The cheeky, subversive label started by Lev Tanju in 2009 quickly emerged as a spiritual successor to Supreme (the brand's U.S. stores were some of Palace's first stockists stateside), but it brings a decidedly British take on skate culture that's all its own. At this point, Palace's omnipresent tri-ferg logo is one of the most recognizable cool-kid signifiers around.
Kyle Ng launched Brain Dead as a creative collective of artists and designers from around the world. Since then, Brain Dead has become one of the hottest labels in town, collaborating with a who's who of big names—including A.P.C., Carhartt, and The North Face—on highly covetable pieces that incorporate the brand's signature doodling and scribbled graphics.
CACTUS PLANT FLEA MARKET
The secret to seemingly any successful collaboration over the last few years? Partner with Cactus Plant Flea Market (lather, rinse, repeat). The intentionally enigmatic label founded by Cynthia Lu in 2015 has lent its signature DIY typography and smiley face motif to collaborations with Nike (pictured here), and just about every other major player in the streetwear space, and represents a notable standout run by a WOC in a mostly male-dominated segment of the fashion world.
A BATHING APE
From Pharrell to Drake to Robin Williams (yup, that one), some of our favorite dudes have been huge fans of A Bathing Ape. They, however, call it Bape, for short, and understand how the Japanese label has consistently offered the sleekest, coolest, most eye-catching graphics since 1993. Its pink camo tees and Bapesta sneakers—a not-so-subtle riff on the Air Foce 1—are perennial best sellers.

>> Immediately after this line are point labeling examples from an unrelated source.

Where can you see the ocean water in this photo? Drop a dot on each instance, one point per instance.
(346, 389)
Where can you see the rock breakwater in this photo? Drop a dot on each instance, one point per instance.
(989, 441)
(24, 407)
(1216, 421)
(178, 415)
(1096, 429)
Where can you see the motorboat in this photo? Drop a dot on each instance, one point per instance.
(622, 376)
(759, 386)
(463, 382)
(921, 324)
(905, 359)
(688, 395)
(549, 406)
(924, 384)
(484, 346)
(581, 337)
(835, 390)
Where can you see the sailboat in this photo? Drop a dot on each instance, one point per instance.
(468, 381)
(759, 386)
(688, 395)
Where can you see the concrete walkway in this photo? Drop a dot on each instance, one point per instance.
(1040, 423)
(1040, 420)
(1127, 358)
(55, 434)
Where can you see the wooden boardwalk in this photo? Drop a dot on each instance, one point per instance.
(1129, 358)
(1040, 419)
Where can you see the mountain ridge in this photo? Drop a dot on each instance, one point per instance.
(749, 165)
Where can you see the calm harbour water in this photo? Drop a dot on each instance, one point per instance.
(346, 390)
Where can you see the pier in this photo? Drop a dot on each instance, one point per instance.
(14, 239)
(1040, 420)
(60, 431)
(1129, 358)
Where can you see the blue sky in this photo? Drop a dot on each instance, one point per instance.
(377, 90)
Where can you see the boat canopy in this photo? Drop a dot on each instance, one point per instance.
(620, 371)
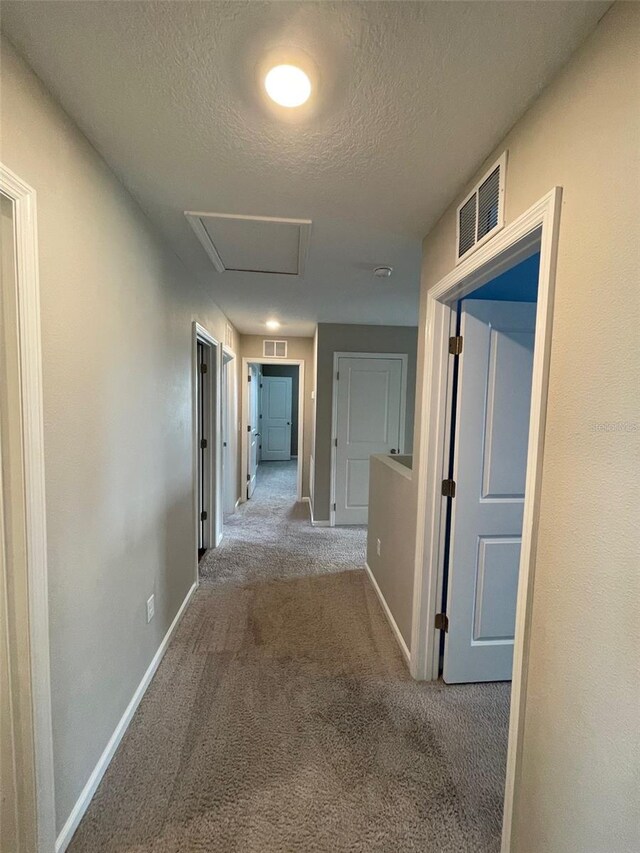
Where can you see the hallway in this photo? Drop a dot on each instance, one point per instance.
(282, 717)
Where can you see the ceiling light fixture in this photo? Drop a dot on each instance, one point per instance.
(382, 272)
(288, 85)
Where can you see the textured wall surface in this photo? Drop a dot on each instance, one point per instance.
(401, 114)
(251, 347)
(579, 773)
(117, 309)
(340, 337)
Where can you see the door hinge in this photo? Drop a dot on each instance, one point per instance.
(455, 345)
(449, 488)
(442, 622)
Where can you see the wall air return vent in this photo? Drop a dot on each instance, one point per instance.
(253, 244)
(481, 214)
(274, 349)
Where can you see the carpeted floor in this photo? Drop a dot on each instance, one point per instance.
(283, 720)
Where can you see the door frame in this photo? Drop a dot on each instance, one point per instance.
(246, 361)
(229, 406)
(538, 226)
(214, 475)
(404, 357)
(38, 684)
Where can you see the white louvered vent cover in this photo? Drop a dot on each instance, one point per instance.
(274, 349)
(481, 214)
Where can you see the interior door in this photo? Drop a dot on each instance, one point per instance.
(253, 430)
(275, 423)
(489, 470)
(203, 404)
(368, 420)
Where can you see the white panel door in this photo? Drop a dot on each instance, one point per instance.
(254, 433)
(490, 462)
(369, 415)
(276, 418)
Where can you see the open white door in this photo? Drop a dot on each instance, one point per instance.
(490, 462)
(369, 419)
(253, 429)
(275, 423)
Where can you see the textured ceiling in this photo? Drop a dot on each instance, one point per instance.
(410, 98)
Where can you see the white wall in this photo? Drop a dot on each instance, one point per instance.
(578, 779)
(117, 309)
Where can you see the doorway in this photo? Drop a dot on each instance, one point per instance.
(369, 406)
(207, 440)
(229, 412)
(490, 407)
(536, 230)
(273, 422)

Along with Louis Vuitton’s Virgil Abloh and Givenchy’s Matthew Williams, Heron Preston is a Yeezy protégé and one third of fashion and music collective Been Trill. His eponymous brand has received attention for its border-pushing silhouettes, construction gear-adjacent hardware, and utility fabrics, especially the now-signature use of bright orange.

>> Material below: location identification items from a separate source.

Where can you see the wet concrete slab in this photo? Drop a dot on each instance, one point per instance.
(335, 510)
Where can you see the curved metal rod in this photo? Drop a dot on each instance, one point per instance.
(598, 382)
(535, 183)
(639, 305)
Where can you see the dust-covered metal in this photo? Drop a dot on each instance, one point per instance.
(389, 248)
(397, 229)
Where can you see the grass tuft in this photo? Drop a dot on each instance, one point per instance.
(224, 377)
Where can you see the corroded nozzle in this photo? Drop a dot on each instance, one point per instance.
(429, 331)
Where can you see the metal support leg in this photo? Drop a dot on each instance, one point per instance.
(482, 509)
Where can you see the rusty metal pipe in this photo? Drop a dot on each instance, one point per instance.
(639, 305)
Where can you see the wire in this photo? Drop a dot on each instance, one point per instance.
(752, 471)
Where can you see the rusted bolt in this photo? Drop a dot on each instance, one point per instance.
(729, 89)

From durable apparel to outdoor gear, Carhartt isn’t the first label one thinks of when it comes to streetwear. But its loose wares and selection of beanies greatly appealed to skateboarders, eventually being adopted into streetwear culture with open arms. Capitalizing on this, the label created Carhartt WIP, which dives deeper into skating style with baseball caps and sleeker fits.
WTAPS is as killer as it gets. Indeed, the Japanese label is pronounced “double taps,” which is a military term for a kill shot. Not only that, but the brand’s collections are military-inspired: cargo pants and army green tops are in abundance, but all with a streetwise edge.
It was 1995 when designer Scott Sasso founded 10.Deep, initially as a purveyor of some of the coolest graphic tees in the history of graphic tees. Now, nearly three decades deep in business, the brand has expanded into pants, sweats, accessories, and blankets, all of which have the eye-catching prints that fans know and love.
The real winners from the explosive popularity streetwear's enjoyed over the last few years? Sportswear giants like Adidas, New Balance, Nike, and the many, many others that have benefitted from the movement's sudden cool by borrowing some of its design chops, often in the form of sold-out collaborative collections.